Cronaca

Raid vandalici su 60 auto in Val d'Intelvi. I responsabili: "Non sapevamo cosa fare" VIDEO

I responsabili sono cinque giovanissimi del territorio, tre minorenni e due appena maggiorenni.

Raid vandalici su 60 auto in Val d'Intelvi. I responsabili: "Non sapevamo cosa fare" VIDEO
Cronaca 06 Novembre 2018 ore 09:41

All’inizio di settembre la Val d’Intelvi è stata sconvolta da due notti di raid vandalici sulle automobili. Circa 60 i veicoli danneggiati da cinque giovanissimi, tre dei quali minorenni.

Raid vandalici: danneggiate 60 auto in due notti

Tutto è avvenuto in Val d’Intelvi nelle notti tra il 3 e il 4 e il 4 e il 5 settembre scorso. L’articolata indagine è stata portata a termine dalle Stazioni Carabinieri di Centro Valle Intelvi, Alta Valle Intelvi e dall’Aliquota Operativa del NOR della Compagnia di Menaggio, guidata dal comandante Filippo Bentivogli. Il tutto è stato coordinato dalle Procure presso il Tribunale di Como, Alessandra Bellù, e presso il Tribunale per i Minori di Milano, Ethel Matilde Ancona.

Sono bastate due notti a questi cinque giovani, un 15enne, due 16enni e due 18enni che hanno appena compiuto la maggiore età, per danneggiare circa 60 auto tra Argegno, Schignano, Cerano, Casasco, Castiglione, San Fedele, Pellio, Scaria, Lanzo e Porlezza. La prima notte i vandali hanno colpito solo tre auto, una specie di prova generale. Affinata la tecnica con sassi e coltello da cucina, la seconda notte hanno fatto il resto.

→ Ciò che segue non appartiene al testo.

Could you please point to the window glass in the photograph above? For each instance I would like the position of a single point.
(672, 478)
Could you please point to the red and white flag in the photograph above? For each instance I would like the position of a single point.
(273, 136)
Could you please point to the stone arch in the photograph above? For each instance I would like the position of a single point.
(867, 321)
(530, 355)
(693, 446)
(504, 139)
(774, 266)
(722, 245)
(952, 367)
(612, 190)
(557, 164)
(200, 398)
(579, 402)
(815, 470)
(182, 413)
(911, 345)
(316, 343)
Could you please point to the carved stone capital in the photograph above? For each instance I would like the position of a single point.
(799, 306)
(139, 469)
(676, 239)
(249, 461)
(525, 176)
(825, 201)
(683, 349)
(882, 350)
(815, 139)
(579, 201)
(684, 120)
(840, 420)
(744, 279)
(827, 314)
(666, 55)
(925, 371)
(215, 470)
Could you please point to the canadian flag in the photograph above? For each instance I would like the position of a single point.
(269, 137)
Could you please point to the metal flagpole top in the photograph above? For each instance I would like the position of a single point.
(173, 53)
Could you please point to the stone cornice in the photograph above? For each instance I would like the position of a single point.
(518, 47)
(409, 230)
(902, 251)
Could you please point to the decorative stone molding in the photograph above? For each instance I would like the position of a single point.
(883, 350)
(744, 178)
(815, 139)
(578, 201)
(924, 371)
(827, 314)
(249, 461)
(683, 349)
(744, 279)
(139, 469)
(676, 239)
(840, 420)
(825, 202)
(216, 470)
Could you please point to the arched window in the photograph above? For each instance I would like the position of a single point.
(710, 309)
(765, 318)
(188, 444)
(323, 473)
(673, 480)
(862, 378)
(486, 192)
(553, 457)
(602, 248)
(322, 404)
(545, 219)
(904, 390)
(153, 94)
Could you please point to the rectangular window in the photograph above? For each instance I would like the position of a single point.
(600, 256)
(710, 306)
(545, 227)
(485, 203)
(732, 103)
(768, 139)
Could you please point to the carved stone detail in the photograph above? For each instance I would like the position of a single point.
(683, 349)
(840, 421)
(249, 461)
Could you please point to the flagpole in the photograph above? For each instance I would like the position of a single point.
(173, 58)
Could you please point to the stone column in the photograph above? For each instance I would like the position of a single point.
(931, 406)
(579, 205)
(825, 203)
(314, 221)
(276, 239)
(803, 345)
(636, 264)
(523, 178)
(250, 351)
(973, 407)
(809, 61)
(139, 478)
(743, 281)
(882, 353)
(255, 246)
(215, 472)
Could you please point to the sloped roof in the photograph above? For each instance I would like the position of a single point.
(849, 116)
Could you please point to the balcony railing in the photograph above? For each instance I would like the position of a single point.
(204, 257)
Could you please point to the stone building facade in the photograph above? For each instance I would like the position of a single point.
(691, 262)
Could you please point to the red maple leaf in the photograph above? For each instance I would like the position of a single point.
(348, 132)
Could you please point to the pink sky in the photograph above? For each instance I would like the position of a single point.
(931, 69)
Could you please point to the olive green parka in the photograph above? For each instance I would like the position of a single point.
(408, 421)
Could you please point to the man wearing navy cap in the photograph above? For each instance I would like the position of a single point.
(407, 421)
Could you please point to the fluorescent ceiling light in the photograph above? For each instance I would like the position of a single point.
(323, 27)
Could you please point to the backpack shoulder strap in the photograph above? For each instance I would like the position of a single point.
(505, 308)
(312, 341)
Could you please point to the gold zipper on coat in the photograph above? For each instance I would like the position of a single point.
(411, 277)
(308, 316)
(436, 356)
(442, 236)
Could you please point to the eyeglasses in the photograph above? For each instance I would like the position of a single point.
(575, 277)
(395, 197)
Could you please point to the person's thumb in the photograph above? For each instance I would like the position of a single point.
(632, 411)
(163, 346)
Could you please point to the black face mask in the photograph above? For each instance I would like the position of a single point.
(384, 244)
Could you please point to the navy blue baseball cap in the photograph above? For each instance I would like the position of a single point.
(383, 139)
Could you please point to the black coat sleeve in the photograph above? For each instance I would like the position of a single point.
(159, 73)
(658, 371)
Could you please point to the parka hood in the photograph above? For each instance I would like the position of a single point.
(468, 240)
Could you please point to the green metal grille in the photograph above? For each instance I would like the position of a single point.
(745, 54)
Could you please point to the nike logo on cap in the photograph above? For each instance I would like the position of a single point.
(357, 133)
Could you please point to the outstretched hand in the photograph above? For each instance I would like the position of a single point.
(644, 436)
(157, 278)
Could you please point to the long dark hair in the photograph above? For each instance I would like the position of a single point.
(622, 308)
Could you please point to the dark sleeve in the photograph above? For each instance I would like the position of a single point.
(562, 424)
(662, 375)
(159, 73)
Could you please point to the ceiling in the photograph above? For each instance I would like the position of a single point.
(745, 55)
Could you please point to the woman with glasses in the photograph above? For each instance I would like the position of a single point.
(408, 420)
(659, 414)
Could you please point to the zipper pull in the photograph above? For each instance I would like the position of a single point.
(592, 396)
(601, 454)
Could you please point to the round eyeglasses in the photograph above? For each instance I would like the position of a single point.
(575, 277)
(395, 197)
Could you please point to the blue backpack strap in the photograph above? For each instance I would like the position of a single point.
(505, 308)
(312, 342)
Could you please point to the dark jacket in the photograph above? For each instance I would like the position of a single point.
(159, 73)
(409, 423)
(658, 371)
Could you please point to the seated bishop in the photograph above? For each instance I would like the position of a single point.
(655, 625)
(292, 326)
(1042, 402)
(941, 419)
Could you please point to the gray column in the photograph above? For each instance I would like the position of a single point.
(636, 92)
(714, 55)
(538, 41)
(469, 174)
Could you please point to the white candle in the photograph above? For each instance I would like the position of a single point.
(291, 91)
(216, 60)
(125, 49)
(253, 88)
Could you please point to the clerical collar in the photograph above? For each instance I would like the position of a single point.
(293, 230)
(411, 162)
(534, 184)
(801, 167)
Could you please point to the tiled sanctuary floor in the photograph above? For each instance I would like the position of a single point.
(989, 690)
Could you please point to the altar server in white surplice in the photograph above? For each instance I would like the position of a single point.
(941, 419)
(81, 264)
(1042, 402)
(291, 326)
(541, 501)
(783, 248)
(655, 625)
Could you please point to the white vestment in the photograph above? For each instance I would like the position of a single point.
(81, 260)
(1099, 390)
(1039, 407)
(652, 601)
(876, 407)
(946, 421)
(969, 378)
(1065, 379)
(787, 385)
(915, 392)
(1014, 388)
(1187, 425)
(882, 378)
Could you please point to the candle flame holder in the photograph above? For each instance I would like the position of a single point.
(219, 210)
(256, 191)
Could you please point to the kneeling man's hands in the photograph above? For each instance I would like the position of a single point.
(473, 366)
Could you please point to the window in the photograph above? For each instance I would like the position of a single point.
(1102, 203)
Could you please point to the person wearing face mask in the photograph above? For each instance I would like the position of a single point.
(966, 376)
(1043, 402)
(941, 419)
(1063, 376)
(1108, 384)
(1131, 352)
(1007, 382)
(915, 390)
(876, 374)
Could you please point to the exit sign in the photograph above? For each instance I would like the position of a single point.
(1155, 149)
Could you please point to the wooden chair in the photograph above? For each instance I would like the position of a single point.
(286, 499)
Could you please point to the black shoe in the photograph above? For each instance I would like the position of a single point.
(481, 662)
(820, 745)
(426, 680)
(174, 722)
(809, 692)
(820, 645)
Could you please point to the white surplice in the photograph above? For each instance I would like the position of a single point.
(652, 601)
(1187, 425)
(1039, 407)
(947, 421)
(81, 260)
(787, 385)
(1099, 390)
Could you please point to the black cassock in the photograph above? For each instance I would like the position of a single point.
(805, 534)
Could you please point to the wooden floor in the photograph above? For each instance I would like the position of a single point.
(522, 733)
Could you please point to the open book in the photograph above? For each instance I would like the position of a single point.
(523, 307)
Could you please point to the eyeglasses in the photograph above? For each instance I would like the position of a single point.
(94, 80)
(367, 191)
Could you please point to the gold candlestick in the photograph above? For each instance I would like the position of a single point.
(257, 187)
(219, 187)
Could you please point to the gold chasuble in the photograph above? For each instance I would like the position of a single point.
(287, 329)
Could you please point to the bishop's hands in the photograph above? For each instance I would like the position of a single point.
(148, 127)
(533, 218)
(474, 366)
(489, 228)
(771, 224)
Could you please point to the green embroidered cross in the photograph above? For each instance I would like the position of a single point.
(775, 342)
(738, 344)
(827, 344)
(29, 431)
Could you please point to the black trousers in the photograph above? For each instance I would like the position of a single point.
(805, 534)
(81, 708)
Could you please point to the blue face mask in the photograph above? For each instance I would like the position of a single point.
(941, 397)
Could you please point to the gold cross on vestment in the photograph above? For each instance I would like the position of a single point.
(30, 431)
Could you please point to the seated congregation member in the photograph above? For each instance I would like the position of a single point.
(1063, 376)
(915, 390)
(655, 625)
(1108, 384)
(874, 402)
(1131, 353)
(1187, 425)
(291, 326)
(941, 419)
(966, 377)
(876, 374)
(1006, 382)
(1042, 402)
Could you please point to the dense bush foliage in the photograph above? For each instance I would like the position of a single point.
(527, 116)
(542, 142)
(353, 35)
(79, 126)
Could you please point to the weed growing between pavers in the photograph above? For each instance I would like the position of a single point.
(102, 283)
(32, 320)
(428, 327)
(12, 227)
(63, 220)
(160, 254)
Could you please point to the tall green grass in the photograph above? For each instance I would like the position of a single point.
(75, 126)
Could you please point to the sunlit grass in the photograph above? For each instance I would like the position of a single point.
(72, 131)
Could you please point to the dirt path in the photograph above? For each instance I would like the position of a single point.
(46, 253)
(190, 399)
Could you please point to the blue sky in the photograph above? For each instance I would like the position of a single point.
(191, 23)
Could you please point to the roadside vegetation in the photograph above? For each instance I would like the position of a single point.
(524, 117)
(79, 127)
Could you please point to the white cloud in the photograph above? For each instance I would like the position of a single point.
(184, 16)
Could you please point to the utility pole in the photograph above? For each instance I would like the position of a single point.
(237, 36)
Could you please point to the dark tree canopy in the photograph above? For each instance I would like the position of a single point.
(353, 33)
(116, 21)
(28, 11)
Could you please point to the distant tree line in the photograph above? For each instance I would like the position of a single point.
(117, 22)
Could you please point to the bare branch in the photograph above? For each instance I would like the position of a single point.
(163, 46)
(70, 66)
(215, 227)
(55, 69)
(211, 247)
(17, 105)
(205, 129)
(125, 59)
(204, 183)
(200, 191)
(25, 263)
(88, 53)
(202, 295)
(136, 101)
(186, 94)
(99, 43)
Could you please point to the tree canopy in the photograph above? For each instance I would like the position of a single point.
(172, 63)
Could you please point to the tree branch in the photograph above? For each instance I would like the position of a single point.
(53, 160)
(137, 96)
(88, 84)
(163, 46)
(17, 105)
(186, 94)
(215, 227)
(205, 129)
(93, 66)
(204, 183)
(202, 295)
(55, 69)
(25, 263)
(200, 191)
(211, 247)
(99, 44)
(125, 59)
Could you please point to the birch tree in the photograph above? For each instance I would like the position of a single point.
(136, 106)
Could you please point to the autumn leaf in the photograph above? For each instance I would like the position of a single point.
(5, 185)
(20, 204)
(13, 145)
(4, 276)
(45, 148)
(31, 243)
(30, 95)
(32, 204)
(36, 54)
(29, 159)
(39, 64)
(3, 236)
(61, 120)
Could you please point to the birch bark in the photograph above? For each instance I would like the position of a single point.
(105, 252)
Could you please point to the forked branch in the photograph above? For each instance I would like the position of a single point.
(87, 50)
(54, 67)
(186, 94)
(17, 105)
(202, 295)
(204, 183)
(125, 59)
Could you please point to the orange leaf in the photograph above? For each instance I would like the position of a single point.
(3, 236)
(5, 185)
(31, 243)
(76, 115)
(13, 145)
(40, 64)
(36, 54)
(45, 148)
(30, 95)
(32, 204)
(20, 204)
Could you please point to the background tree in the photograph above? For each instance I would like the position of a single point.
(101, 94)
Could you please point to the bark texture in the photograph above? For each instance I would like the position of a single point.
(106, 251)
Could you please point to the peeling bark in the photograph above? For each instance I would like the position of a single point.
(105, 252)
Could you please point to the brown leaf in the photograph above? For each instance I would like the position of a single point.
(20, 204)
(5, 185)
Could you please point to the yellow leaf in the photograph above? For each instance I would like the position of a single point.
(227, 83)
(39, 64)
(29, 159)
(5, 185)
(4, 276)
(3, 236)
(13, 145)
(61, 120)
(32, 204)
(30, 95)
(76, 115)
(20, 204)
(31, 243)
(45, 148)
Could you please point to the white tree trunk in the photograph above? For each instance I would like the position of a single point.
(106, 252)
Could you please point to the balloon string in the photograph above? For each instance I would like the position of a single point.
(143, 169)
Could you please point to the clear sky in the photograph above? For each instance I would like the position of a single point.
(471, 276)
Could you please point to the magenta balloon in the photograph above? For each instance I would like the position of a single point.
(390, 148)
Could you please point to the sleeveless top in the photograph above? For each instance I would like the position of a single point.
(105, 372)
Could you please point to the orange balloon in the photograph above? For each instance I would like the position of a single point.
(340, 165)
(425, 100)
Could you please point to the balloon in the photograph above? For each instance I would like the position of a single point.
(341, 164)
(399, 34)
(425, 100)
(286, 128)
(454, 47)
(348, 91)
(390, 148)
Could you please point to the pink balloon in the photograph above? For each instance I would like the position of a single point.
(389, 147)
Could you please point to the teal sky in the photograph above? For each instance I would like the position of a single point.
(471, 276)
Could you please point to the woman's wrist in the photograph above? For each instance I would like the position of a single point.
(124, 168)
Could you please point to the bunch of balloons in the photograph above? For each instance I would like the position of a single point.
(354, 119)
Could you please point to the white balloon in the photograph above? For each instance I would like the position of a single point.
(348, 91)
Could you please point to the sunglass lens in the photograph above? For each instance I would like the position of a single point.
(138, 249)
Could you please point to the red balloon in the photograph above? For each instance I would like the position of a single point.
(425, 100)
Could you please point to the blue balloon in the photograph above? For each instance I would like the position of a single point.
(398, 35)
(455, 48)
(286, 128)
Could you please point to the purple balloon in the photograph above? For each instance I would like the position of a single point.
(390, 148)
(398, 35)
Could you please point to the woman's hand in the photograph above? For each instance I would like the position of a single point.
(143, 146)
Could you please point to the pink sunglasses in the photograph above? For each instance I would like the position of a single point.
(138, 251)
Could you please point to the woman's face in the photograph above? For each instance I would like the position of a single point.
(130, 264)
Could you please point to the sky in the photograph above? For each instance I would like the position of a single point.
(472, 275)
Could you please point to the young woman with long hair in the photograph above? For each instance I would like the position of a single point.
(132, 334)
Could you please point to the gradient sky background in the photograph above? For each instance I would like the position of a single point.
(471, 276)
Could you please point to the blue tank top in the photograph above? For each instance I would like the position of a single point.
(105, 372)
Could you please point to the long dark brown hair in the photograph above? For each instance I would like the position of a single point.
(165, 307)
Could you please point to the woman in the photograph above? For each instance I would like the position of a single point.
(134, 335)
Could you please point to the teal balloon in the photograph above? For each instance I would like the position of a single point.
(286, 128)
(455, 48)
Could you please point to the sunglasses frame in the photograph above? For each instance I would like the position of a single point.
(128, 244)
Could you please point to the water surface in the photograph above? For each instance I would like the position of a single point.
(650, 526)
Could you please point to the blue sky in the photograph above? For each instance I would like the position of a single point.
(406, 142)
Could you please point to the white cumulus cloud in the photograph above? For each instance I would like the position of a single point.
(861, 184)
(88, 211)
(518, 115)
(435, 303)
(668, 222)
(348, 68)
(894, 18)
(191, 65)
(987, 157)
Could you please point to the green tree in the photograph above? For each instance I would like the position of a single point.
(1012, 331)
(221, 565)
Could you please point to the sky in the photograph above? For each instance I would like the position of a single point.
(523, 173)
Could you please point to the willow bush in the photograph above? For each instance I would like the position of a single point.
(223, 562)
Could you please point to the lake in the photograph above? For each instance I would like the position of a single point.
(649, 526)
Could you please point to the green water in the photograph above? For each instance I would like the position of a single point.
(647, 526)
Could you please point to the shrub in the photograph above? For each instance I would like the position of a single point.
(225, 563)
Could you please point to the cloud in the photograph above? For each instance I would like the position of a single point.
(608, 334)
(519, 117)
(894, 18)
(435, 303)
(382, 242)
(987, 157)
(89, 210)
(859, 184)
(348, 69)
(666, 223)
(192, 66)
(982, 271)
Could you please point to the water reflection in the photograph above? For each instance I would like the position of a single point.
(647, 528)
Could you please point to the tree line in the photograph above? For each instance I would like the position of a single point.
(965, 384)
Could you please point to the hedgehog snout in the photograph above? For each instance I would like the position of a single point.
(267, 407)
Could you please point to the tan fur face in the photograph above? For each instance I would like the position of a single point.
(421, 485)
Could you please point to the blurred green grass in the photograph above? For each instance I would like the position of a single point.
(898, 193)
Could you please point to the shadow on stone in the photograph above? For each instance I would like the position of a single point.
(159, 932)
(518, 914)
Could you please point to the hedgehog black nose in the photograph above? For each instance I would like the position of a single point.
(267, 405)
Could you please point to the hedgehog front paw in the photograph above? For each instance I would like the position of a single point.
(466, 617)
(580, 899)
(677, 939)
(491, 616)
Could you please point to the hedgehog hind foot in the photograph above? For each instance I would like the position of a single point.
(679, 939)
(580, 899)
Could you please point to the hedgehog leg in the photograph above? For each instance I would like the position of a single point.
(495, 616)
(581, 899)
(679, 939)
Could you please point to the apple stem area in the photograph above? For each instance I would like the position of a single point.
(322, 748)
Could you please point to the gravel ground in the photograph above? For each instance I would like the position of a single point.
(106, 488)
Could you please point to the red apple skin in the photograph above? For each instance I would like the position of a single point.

Hanno spaccato finestrini lanciando sassi direttamente dalla loro automobile, presa all’insaputa di una delle famiglie e alla cui guida c’era uno dei 18enni senza patente, e tagliato gomme. Tra i veicoli danneggiati anche un trattore, una corriera e l’auto di un turista che si trovava ancora in zona alla fine della stagione estiva.

“Non sapevamo cosa fare”

Tutti e cinque sono giovani del posto, incensurati, figli di famiglie normalissime del lago. La loro giustificazione? La noia. “Non sapevamo cosa fare” si sono giustificati alcuni quando sono stati convocati dai Carabinieri. Altri invece non hanno dato alcuna ragione per due notti, indicativamente tra mezzanotte e le 5 del mattino, di danneggiamenti.

Colpevoli scoperti grazie a telecamere pubbliche e private

A seguito delle decine di denunce che sono piovute nei giorni successivi ai raid vandalici, sono partite le indagini. I militari hanno dovuto “sbobinare” una notevole mole di filmati, prodotti da diverse decine di telecamere di videosorveglianza, sia pubbliche che private. Incastrati dalle immagini e convocati dai Carabinieri, i giovani vandali hanno poi confessato quanto compiuto. Sono quindi stati deferiti in stato di libertà per il reato di danneggiamento aggravato alla Procura della Repubblica presso il Tribunale Ordinario di Como e presso il Tribunale per i Minori di Milano.